Spot the difference. Part 1: Source Datasets | Bennett Institute for Applied Data Science

In this two-part blog series, one of our pharmacists, Vicky Speed explains why OpenPrescribing measures may not always be exactly the same as on alternative data analysis platforms and why these differences are often to be expected.

One of the most common questions we are asked at OpenPrescribing is, Why does my OpenPrescribing output not match what I have found on another data analysis platform?

At OpenPrescribing we anticipate that our results will not always be exactly the same as those displayed on alternative data analysis platforms due to two main reasons:

1. the other platform is using a different source dataset,

2. analysts have made different analytic choices in the alternative data analysis platform to what we have made on OpenPrescribing.

In the first of this two part blog series we will walk through why differences in the source dataset can make results, sometimes, look a little bit different.

Is the source dataset you are using the same?

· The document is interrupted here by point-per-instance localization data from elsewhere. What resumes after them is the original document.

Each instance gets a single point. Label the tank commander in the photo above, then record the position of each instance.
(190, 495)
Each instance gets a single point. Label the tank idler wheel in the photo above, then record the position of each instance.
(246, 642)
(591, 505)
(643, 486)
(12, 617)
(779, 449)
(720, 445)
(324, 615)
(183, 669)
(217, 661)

At OpenPrescribing we use community pharmacy reimbursement data to deliver our products that illustrate prescribing in England. These data are owned by the National Health Service Business Services Authority (NHSBSA). Briefly the NHSBSA is responsible for paying community pharmacies for the drugs they supply. Consequently, the BSA has a substantial amount of data on what medicines have been prescribed, by who and how much has been paid for them. The NHSBSA then makes various subsets of this data available. Some data are available privately within the NHS (e.g. via a system called ePACT2 and Medicines dispensed in Primary Care NHS Business Services Authority data) and some are openly available.

At OpenPrescribing we use two openly available datasets the (English Prescribing dataset (EPD) and the Prescription Cost Analysis (PCA) which are available in the Community Prescribing & Dispensing section of the NHSBSA Open Data Portal.

What is the difference between PCA and the EPD?

The NHSBSA describe the differences between the two datasets in the Coherence and Comparability section of their methodology for PCA data here. Whilst these two datasets sound similar they actually contain quite different underlying data. In the following paragraphs we briefly set out how they are different. This might be helpful if you are using another dataset and want to think through how your results may expectedly differ from OpenPrescribing.

The EPD can be considered a prescribing view (although it still only includes medications which were dispensed). It shows the prescribing organisation and the item that was written on the prescription form. It is generated from prescriptions that have been prescribed in England (clue is in the name!) but could have been dispensed in England, Wales, Scotland, Guernsey, Alderney, Jersey, and the Isle of Man. These data are available down to practice-level. More details on the EPD methodology can be found here.

Whereas, the PCA focuses on dispensing. It shows the item that is most likely to have been dispensed (which is sometimes different to what was prescribed). PCA data contains all prescription items dispensed in the community in England on a monthly basis and submitted to the NHSBSA for reimbursement. In this dataset, the prescription could have been prescribed elsewhere in the UK. PCA data is only available down to Integrated Care Board level. More details on the PCA methodology can be found here.

Source Dataset Summary

Whilst the underlying data owned by the NHSBSA may originate from the same community pharmacy reimbursement data, there are different subsets of these data. These subsets have some key differences which mean that there will often be differences in reported results. Therefore when comparing results between data analysis platforms, it is always important to check which source dataset has been used.

In our next blog we will discuss how different data analysis platforms such as OpenPrescribing, which ‘sit on top’ of all or part of the underlying data and are used to analyse and visualise the underlying source dataset, may report different results. The people running each platform will make different analytic choices for data preparation, analysis and visualisation, which can mean that, even though the source dataset is the same, the results that are reported are different.